Teenagers and young adults with severe autism are spending weeks or even months in emergency rooms and acute-care hospitals because of a lack of community treatment programs able to deal with their outbursts, according to interviews with parents, advocates and physicians from Maine to California as well as federal and state data.
These young people — who may shout for hours, bang their heads on walls or lash out violently at home — are taken to the hospital after community social services and programs fall short and families call 911 for help. Once there, they sometimes are sedated or restrained for long periods as they wait for beds in specialized facilities or return home once families recover from the crisis or find additional support.

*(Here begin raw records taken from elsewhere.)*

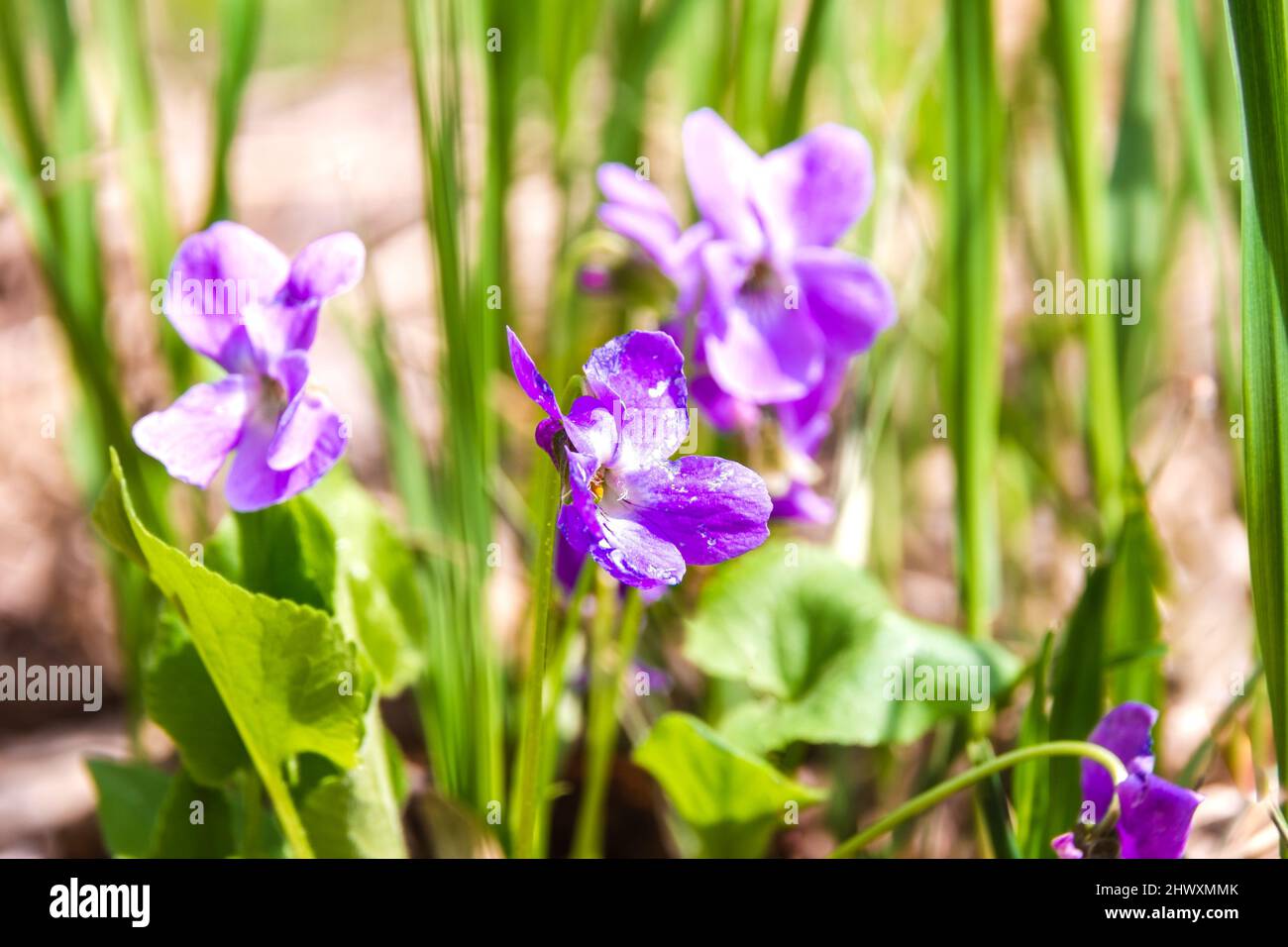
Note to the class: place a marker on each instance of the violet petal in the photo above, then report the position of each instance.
(721, 171)
(639, 376)
(848, 299)
(193, 436)
(529, 379)
(1125, 732)
(1155, 817)
(812, 189)
(254, 484)
(214, 272)
(629, 552)
(708, 508)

Although the data on extended hospital stays are limited, national numbers on people with an autism diagnosis who were seen in hospital ERs nearly doubled over five years, to 159,517 in 2014, according to the latest figures from the federal Agency for Healthcare Research and Quality. The total admitted for a behavioral or medical issues also nearly doubled, to 26,811 in 2014.

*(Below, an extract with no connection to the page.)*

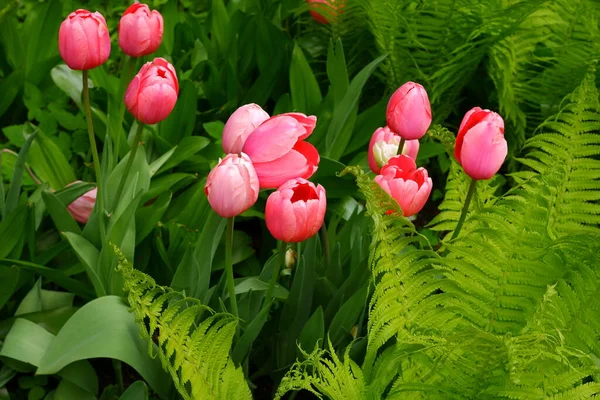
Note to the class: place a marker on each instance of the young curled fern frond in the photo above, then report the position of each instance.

That same year, California recorded acute-care hospital stays of at least a month for 60 patients with an autism diagnosis. The longest were 211 and 333 days.

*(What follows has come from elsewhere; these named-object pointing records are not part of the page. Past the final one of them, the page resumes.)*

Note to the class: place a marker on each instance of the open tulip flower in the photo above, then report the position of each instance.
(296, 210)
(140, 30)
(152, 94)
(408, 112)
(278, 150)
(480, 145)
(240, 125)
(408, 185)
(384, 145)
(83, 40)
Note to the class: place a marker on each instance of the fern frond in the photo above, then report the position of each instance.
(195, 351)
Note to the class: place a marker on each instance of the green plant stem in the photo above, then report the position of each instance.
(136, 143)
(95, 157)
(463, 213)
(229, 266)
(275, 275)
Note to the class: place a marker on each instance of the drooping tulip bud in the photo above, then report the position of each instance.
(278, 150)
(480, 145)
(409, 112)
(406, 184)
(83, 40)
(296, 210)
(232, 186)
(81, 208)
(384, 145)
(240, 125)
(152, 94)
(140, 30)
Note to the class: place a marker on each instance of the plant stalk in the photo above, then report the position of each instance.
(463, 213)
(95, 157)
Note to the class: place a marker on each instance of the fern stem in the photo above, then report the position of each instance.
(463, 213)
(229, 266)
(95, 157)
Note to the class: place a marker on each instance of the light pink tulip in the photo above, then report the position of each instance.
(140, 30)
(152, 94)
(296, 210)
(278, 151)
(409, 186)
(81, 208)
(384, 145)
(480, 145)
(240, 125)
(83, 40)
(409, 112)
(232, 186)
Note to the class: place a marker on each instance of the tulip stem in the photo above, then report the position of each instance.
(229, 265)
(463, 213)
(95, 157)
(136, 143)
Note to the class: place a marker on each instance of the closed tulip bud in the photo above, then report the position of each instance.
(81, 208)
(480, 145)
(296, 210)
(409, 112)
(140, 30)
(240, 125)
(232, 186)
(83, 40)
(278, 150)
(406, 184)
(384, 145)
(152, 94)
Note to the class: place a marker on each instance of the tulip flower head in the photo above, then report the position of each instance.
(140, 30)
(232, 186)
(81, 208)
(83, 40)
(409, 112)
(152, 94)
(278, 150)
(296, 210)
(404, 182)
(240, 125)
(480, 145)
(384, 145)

"As more children with autism are identified, and as the population is growing larger and older, we see a lot more mental-health needs in children and adolescents with autism," said Aaron Nayfack, a developmental pediatrician at Sutter Health's Palo Alto Medical Foundation in California who has researched the rise in lengthy hospitalizations. "And we have nowhere near the resources in most communities to take care of these children in home settings."
Sixteen-year-old Ben Cohen spent 304 days in the ER of Erie County Medical Center in Buffalo. His room was retrofitted so the staff could view him through a windowpane and pass a tray of food through a slot in a locked door. His mother, who felt it wasn't safe to take him home, worried that staff "were all afraid of him … and not trained on his type of aggressive behaviors."
The problem parallels the issue known as psychiatric boarding, which has been an increasing concern in recent years for a range of mental illnesses. Both trace to the challenges of deinstitutionalization, the national movement that aimed to close large public facilities and provide care through community settings. But the resources to support that fell short long ago, exacerbated by the 2008 recession, when local, state and federal budget reductions forced sharp cuts in developmental and mental-health services.
The hospital "is the incredibly wrong place for these individuals to go in the beginning," said psychiatrist Michael Cummings, associate medical director at the Erie County facility. "It's a balancing act of trying to do the ... least harm in a setting that is not meant for this situation."